I believe that one thing that sometimes hinders prayer is a fear that what we want to ask for is either too little or too big. I believe that such a fear is always mistaken.

The question I would ask is what could possibly be too big for God? He made the universe (Genesis 1). He stopped time (Joshua 10: 12-14). Paul describes God as “him who is able to do far more abundantly than all that we ask or think” (Ephesians 3:20 ESV). How, then, can anything that we ask be too big?

There are many examples of God doing things that we would see as big, but one of my favorites, partly because it is often overlooked, in the raising of the widow’s son in Nain (Luke 7:11-17). Jesus is walking into town and passes a funeral procession on its way out of town. He sees the mourning mother and walks up and raises her son. She didn’t even ask. It never even crossed her mind to ask. Of course, Mary and Martha made the same mistake before Jesus raised Lazarus, and they knew Jesus relatively well. They knew he could have healed Lazarus before he died, but it never occurred to them that he could raise him from the dead. Isn’t it wonderful that God is willing to do things that we desperately want but do not dare to ask? However, we have been encouraged to ask, so we should be more willing to dare to ask even when the request seems big to us.

However, there’s another side to this. If nothing we ask is actually big to God, then how can anything be considered small to God? I think that believing our problems are too small to bother God with is actually a bigger problem for many of us than thinking our requests are too big. However, Jesus said God numbers the hairs of our heads (Matthew 10:30). And if nothing’s big to God, then everything is small, so what leads us to think anything is too small if it matters to a person God loves?

I have built in myself a habit of praying about everything that concerns me, no matter how small it is. For example, if I’m concerned about getting an opening in the traffic as I merge on to a highway, I pray about it. For most of the “little” things I pray about, I can’t really demonstrate that God has acted on my behalf. Would traffic have opened up if I hadn’t prayed? Maybe. However, I want to tell you a story about one “little” thing that I and my whole Sunday School class prayed about a number of years ago.

First, let me set the stage. This happened back when I was working on my doctorate with two preschoolers. I was taking three classes and doing some teaching, so had to be on campus most of Monday through Wednesday as well as some time on Thursdays and Fridays. I had about a 25 minute commute to campus.

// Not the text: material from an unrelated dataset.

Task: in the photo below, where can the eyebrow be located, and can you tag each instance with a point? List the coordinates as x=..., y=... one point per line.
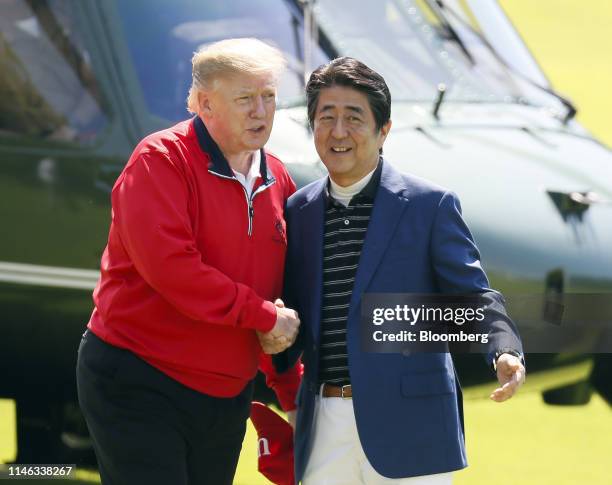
x=329, y=107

My husband commuted 90 miles the other direction on Mondays and Tuesdays, though he did work from home the rest of the week. I need glasses for distances including for driving. At the time, I had exactly one pair of glasses and had not seen an optometrist since we moved to the area. And I didn’t wear contacts.

One weekend, my glasses broke: snapped in two at the nose. I’d been through this before, more than once. I was aware that we could glue them and they would hold for a day or so. We had not, at that time, found a glue that would hold for longer. And usually subsequence gluings lasted for less time. I was able to get an optometrist’s appointment for late Thursday morning, and I really couldn’t have fit anything sooner into my crazy schedule. I needed those glasses to somehow stay glued so that I could get to classes and drive safely.

So on Sunday morning I asked my Sunday School class to pray. I’m pretty sure that some of them thought I was a little crazy. We were pretty new to the class at the time, but they were the support group that I had, and they prayed. And my husband and I prayed.

The glasses did not come apart again until I was sitting in the optometrist’s office on Thursday morning, and I walked out of that office with new glasses. You think what you want, but I will always believe that God cared enough to keep my glasses together for four days because that’s what I needed and I asked.

So if you need it, however big or small it is, try asking?